Die ursprünglich nur Graf genannte Familie wurde erstmals im Jahre 1193 erwähnt. Im 14. Jahrhundert erscheinen sie als reiche Eisengewerken im Pongau. Im Jahre 1370 erwarb der Oberpfleger Heinrich Graf die Herrschaft Schernberg und das dazugehörende Adelsprädikat von Schernberg. Seit diesem Zeitpunkt nannte sich das Geschlecht Graf von Schernberg, wurde aber auch Graf von Radstadt (damals Rastatt) genannt, weil die Familie die dortige Pflege jahrhundertelang erblich innehatte. Im Jahre 1620 wurde die Familie in die Salzburger Landstände aufgenommen. Neben unter anderen mit den Keutschachern, Herren von Graben und Stadl waren die Graf von Schernberg auch mit den Khevenhüller verwandt.

Familienmitglieder

  • Konrad Graf vertauschte 1344 seinen Posten als Urbarpropst von Werfen mit der Richterstelle in Radstadt
    • Heinrich Graf kaufte 1370 das Schloss Schernberg und übernahm zugleich von der ausgestorbenen Familie Schernberg das Adelsprädikat von Schernberg
      • Konrad Graf II. wurde im Jahre 1396 Pfleger in Radstadt, wo er Güter erwarb: Zuerst das Mauer-Schlössl als befestigter Wohnsitz, dann 1400 das Grafenhaus in der Stadt selbst. Chunrad Graf trat 1403 dem Igelbund bei, um die angestammten Rechte des Adels gegenüber dem Erzbischof zu wahren. Aus jeder folgenden Generation wurde jeweils ein Mitglied der Familie Pfleger des Gerichtes Radstadt.

Eine andere Linie dieser Familie ist in Kärnten ansässig gewesen (Graf von Schernberg zu Lendorf bei Feldkirchen). Am 10. Juni 1882 verstarb Luise Graf (* 26. Dezember 1796 in Freiburg im Üechtland), die Tochter des Friedrich Graf zu Schernberg und Radstadt. Sie war verheiratet mit dem k.u.k. Cassier der Staatsschulden-Cassa, August Anton von Várhegyi du Mont de Beaufort.

Die Grablege dieser Herren von Schernberg befindet sich in der Pfarrkirche Sankt Veit im Pongau.

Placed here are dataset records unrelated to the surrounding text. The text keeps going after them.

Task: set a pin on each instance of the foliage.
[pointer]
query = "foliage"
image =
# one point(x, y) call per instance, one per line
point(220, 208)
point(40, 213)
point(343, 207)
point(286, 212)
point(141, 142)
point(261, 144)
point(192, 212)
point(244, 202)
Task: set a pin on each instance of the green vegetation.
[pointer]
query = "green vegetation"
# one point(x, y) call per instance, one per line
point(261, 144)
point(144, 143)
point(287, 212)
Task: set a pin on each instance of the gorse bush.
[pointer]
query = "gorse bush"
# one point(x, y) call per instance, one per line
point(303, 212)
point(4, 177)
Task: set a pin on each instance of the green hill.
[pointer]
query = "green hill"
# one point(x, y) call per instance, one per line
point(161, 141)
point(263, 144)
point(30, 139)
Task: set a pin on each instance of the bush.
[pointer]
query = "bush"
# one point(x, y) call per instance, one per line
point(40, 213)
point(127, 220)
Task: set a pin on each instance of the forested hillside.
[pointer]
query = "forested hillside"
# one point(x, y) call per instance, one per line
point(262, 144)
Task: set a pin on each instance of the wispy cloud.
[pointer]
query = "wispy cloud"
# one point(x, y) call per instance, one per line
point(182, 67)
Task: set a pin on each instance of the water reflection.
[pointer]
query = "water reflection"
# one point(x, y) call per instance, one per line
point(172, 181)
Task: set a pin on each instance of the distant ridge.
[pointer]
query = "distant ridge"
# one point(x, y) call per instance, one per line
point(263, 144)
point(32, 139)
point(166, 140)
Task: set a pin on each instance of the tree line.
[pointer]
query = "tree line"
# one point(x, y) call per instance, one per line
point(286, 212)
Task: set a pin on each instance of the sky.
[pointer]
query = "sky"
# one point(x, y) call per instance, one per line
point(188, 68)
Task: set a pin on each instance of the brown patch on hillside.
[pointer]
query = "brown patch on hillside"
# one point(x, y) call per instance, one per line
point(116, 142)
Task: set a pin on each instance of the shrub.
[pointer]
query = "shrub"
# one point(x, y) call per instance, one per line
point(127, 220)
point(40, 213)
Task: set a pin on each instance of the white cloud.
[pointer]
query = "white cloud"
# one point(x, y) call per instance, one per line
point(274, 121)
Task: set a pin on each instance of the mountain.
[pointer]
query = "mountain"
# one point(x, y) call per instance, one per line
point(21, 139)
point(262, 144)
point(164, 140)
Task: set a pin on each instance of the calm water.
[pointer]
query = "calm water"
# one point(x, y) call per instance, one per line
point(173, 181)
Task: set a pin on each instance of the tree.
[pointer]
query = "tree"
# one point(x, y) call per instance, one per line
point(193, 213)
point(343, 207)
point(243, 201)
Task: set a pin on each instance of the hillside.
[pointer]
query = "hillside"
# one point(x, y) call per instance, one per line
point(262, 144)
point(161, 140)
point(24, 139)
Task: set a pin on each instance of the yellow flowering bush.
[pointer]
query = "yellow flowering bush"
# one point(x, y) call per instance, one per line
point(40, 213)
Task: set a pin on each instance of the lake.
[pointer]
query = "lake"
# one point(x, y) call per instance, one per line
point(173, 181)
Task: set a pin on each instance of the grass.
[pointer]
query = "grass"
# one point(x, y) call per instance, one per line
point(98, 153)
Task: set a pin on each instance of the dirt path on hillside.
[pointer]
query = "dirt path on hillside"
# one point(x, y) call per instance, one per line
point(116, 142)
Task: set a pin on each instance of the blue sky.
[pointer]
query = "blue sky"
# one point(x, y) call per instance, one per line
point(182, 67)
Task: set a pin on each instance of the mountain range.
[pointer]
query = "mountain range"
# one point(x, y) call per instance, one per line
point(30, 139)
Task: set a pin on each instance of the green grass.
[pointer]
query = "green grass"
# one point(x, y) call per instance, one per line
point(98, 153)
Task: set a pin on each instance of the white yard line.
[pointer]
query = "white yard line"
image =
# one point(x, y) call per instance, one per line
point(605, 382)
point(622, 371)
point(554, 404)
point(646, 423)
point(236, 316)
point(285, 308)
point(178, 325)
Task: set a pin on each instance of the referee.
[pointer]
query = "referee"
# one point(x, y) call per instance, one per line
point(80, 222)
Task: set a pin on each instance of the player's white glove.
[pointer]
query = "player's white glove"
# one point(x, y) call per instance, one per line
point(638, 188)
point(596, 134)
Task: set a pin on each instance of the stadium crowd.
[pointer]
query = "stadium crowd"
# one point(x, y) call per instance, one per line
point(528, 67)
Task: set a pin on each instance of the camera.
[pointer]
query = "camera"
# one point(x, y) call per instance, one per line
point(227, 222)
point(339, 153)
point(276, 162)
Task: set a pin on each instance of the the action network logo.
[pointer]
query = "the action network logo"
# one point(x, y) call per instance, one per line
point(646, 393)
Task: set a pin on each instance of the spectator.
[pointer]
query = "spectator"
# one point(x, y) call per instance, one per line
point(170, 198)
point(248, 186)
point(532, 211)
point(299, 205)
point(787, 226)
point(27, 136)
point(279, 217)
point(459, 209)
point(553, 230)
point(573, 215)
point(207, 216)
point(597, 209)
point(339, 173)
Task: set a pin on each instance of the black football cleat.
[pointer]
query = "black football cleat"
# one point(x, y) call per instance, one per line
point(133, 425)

Datei:COA Grafen Schernberg.png
Wappen der Graf(f) von Schernberg in Siebmachers Wappenbuch von 1701

Wappen

Blasonierung: Geviertes Schild, Feld 1 und 4 in Rot eine goldene Krone, aus der ein silberner Drachenkopf mit Hals wächst (dies ist das Stammwappen), 2 und 3 in Rot eine goldene aufsteigende Spitze (das Wappen der Goldegg); zwei Helme, der eine mit dem silbernen Drachenkopf wachsend, der zweite mit zwei goldenen Fischen mit den Köpfen nach unten; Helmdecken rot-silbern und rot-golden.

Weblinks

Literatur

  • Moriz Maria Edler von Weittenhiller: Der Salzburgische Adel („Siebmacher, Salzburg“), Verlag Von Bauer und Raspe, Nürnberg 1883.
  • Friederike Zaisberger, Walter Schlegel: Burgen und Schlösser in Salzburg. Pongau, Pinzgau und Lungau. Birken-Verlag Wien 1978. ISBN 3-85030-037-4. S. 34 ff. (Abschnitt Mauer-Oberbräuschlößl mit Angabe von Vertretern der Familie von 1344 bis 1610.)
  • Siebmacher, Johann: Johann Siebmachers Wappen-Buch. Band 28. Die Wappen des Adels in Salzburg, Steiermark und Tirol. Faksimile-Nachdruck der Ausgabe Nürnberg 1701–1806. München: Battenberg. Bauer & Raspe: Neustadt an der Aisch, 1979.